Please provide further instructions!


----------



## joecaption (Nov 30, 2011)

Still have not used a small Phillips screw driver down the center of the spring I guess.
There's nothing but a washer and a Phillips screw holding it in place.


----------



## HomeLearner (Sep 27, 2014)

joecaption said:


> Still have not used a small Phillips screw driver down the center of the spring I guess.
> There's nothing but a washer and a Phillips screw holding it in place.


Since I don't have a thin Phillips screw driver that can go through the center of the spring, I used a regular one while I pulled the spring to the side. 

The screw came out a little bit but wouldn't any further. See attached photo.

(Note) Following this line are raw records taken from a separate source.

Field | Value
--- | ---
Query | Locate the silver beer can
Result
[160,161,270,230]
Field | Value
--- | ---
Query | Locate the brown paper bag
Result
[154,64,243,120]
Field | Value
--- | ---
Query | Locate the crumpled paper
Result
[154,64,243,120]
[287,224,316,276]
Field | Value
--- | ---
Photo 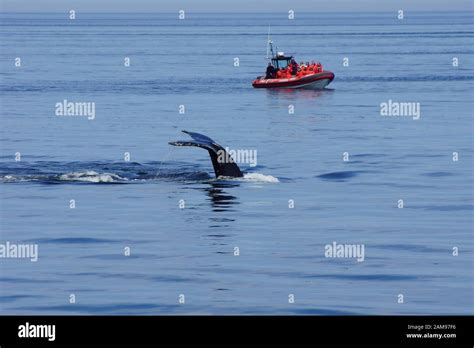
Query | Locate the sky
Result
[0,0,474,12]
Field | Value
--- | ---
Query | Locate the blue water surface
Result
[0,12,474,315]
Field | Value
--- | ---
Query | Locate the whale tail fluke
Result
[169,130,244,178]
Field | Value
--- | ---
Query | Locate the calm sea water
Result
[0,12,474,314]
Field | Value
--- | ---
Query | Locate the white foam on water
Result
[59,170,127,182]
[225,173,280,183]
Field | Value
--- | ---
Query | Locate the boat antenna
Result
[266,26,275,59]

I guess I'll get another Phillips screw driver that's long and thin from Home Depot and try again.


----------



## Gymschu (Dec 12, 2010)

If all else fails, you can pull on the springy part til you have a gap in the spring in which to insert the screwdriver and unscrew the whole thing from the baseboard. Of course this means you will be buying a new doorstop.

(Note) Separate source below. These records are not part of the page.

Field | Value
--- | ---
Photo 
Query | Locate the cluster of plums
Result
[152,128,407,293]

Sent from my iPhone using diychatroom.com


----------



## Gymschu (Dec 12, 2010)

Pull on the springy attachment as you unscrew the screw. This may help dislodge a stripped out screw. Worth a try.

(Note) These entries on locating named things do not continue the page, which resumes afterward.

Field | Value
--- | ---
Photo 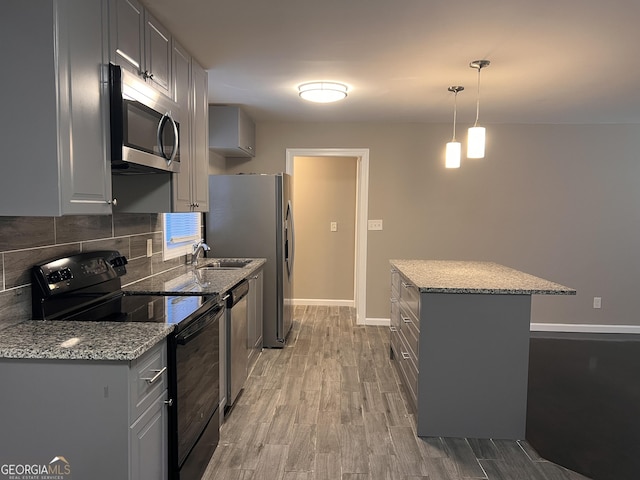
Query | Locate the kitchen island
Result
[390,260,576,439]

Sent from my iPhone using diychatroom.com


----------



## HomeLearner (Sep 27, 2014)

I did what you suggest. However, the screw would not come out. It seems stuck. See attached photo.

I tried pliers but to no avail. Shall I go get a smaller Phillips screw driver?


----------



## Gymschu (Dec 12, 2010)

You just about have it! Aside from clamping some vise grips on the screw and giving an aggressive pull, well, I'm not sure what else can be done. I guess you could also try vise grips around the plate and pull.....I've never seen one quite so stubborn!


Sent from my iPhone using diychatroom.com


----------



## oh'mike (Sep 18, 2009)

The head is all messed up---you may have to grab the head with pliers or vise grips and unscrew it that way---


----------



## mikegp (Jul 17, 2011)

When I run into that situation I either try to grab it with vise grips and see if I can turn it. Or I use a dremel to cut a groove in the screw head for a flat screwdriver to fit into. 

Last option is to cut the screw as close to the wall as possible and then drill out the rest.


----------



## HomeLearner (Sep 27, 2014)

Thanks to all who offered useful suggestions! FYI, I borrowed a bigger pair of pliers and took the screw by force! See the attached photo. Whew!


----------



## SeniorSitizen (Sep 10, 2012)

HomeLearner said:


> Thanks to all who offered useful suggestions! FYI, I borrowed a bigger pair of pliers and took the screw by force! See the attached photo. Whew!


The person that forces them in full steam ahead never seem to be the one that has to remove them.


----------



## improvemyhomect (Oct 6, 2014)

sawzall


----------